Whenever a new season of The Crown drops, Wikipedia searches for Queen Elizabeth and associated Royal family members increase by five-fold. A tsunami of google searches about Prince Philip, Prince Charles, Princess Diana, and specific historical circumstances washes over the internet. All of the sudden, millions of people are interested in long-forgotten events, such as the Great Smog of London.
Historical dramas offer entertainment, but they also stretch the truth, taking liberties with what really occurred for the sake of keeping eyeballs glued to the screen. When we watch a show about a historical event, one with which we are vaguely familiar, we tend to want to know more. Is this really how it happened? Our curiosity is activated and we go searching for answers. Historical dramas are perfect curiosity igniting machines. They give us just enough to wet our pallet, and the rest is up to us.
Enter: psychological research. The information gap theory of curiosity states that we need a little space between what we know and what we don’t to push us towards searching for more. This gap invites filling, and filling it is what curiosity is all about. We’re motivated to find an answer. But like the story of Goldilocks and the three bears, if the gap is too small or too large, it’s not worth our while.
There’s no quicker way to kill curiosity than to be overconfident. When you think you know everything, there’s no questions left to answer, no gaps to fill. In a study on confidence and curiosity, researchers from the University of Rochester found that the relationship resembled an inverted-U. If confidence in the information was too low, curiosity followed suit: the gap was too large, subjects didn’t know enough to kickstart the intellectual juices and the effort it’d take them to learn more seemed too great. This is what happens if you pick up a textbook on a subject you know nothing about. You have no information to prime your curiosity juices, perhaps you aren’t even aware that a gap that exists. It feels more like a never-ending abyss. If, on the other hand, confidence is too high, curiosity plummets. Why? Because there is no need to search for more, you know everything already, or so you tell yourself.
These same researchers found that curiosity was highest when subjects had some underlying knowledge about a subject, but also enough doubt and uncertainty where they weren’t quite sure. Basically, curiosity is in full effect at a Goldilocks middle point between perceived knowing and not knowing about a topic.
Herein lies why The Crown generates so many google searches. We’re all vaguely familiar with the Royal Family; we may even remember hearing or reading about some of the events that occurred in the show. We know there’s some truth to what we’re watching, but we aren’t entirely confident about what’s fact and what’s fiction. Curiosity is sparked, and the search for answers ensues.
The takeaway for life outside of historical TV shows is rather straightforward. First, the more breadth in your knowledge, the more potential you have for curiosity to strike. Knowing a little about a lot of things means that you have lots of gaps to fill. This is way intellectual breadth can be so powerful.
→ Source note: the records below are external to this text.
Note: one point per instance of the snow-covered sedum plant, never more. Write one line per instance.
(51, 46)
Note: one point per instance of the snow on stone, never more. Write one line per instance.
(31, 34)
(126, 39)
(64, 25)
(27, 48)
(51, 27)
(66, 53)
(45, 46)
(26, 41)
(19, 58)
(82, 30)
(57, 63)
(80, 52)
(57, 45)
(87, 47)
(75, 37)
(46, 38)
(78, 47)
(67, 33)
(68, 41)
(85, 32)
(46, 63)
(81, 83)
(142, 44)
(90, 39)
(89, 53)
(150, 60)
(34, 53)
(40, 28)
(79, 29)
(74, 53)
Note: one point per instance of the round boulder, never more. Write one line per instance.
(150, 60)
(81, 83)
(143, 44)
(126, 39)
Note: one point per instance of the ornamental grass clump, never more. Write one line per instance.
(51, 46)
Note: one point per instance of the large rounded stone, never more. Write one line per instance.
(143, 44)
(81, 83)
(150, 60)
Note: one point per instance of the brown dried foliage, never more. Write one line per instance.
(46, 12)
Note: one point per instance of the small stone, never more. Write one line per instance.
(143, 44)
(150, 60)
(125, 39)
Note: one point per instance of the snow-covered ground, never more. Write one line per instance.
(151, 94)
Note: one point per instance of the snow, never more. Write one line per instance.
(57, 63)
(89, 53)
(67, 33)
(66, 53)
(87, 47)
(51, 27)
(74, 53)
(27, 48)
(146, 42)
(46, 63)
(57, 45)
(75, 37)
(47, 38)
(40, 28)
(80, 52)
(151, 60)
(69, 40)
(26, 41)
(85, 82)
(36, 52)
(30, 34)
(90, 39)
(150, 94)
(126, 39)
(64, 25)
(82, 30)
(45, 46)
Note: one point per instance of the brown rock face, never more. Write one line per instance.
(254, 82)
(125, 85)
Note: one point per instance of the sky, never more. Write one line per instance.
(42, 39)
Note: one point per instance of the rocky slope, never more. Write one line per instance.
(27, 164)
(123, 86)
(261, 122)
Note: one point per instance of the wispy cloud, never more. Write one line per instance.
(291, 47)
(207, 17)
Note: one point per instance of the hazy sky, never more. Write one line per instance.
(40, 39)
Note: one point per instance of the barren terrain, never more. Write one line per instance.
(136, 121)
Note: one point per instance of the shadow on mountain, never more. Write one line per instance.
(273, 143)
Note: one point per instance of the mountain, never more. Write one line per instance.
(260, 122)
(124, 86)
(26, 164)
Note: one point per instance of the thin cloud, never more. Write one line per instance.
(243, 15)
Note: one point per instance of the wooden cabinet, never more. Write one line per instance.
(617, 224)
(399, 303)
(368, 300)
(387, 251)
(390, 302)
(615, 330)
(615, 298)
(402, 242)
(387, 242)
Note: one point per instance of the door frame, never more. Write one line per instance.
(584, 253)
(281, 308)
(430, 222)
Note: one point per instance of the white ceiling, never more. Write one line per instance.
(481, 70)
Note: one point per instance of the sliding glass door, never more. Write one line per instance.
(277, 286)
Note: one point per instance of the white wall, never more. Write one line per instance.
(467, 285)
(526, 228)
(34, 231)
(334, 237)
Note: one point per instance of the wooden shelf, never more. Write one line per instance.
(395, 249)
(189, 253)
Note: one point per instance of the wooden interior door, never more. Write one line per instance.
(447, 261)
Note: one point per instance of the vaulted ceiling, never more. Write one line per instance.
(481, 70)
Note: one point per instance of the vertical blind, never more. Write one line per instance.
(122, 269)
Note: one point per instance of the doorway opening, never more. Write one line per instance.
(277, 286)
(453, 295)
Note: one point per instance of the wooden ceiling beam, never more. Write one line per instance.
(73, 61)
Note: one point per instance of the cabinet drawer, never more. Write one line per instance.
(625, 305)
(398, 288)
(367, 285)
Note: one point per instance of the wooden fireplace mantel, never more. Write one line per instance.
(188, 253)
It gives you all kinds of opportunities to go deep (and connect ideas from disparate domains). Secondly, if you want to be curious, then remember, if you are overconfident and think you know everything, you’ve eliminated the gap. You’ve killed curiosity. In particular, be careful as you gain expertise. It’s imperative that you keep your humility. Expertise brings confidence, but the only way you continue to grow is if you stay curious. The moment you think you know everything is the moment you’ve extinguished the flame.